Le 21 janvier 1940, il adresse à quatre-vingts personnalités politiques ou militaires un mémorandum intitulé L’Avènement de la force mécanique. Il y répète que le char – le « moteur combattant » – est l’arme décisive de cette guerre.

« Les chars, écrit-il, employés en masse comme il se doit, seraient capables de surmonter nos défenses actives ou passives… Combien de guerres furent, à leurs débuts, marquées par une surprise et une erreur d’appréciation, de prévision. Ici, c’est l’inertie qui est le fait nouveau. Mais c’est un faux-semblant. Les moteurs combattants peuvent rompre toutes les lignes de fortification. »

Il conclut :

« Ne nous y trompons pas, le conflit qui est commencé pourrait bien être le plus étendu, le plus complexe, le plus violent de tous ceux qui ravagèrent la terre. »

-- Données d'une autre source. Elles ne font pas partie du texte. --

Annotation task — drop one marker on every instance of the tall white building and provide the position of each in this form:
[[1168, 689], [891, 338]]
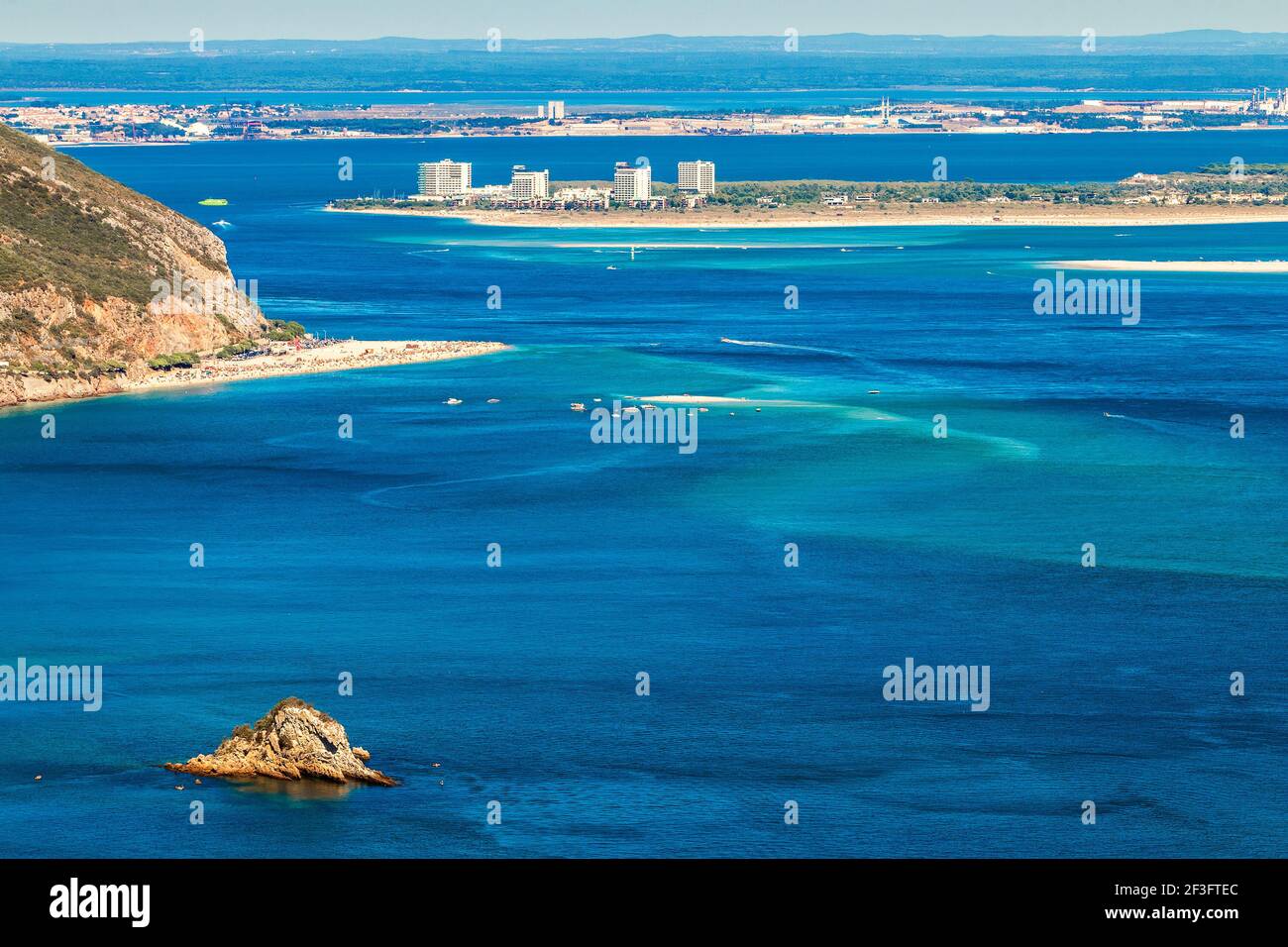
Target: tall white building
[[631, 183], [698, 176], [443, 178], [527, 185]]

Aucune réaction officielle à son mémorandum.

De Gaulle n’est qu’un colonel qui n’a pas encore cinquante ans. Certes Reynaud et Blum approuvent le texte, mais Daladier, président du Conseil et ministre de la Guerre, n’a pas daigné lire le mémorandum.

Alors, il faut poursuivre l’entraînement des hommes et des « machines ». Il faut attendre que l’événement vienne bousculer toutes les lignes et espérer un sursaut salvateur.

À Londres, Churchill s’exprime avec la même lucidité et une détermination équivalente.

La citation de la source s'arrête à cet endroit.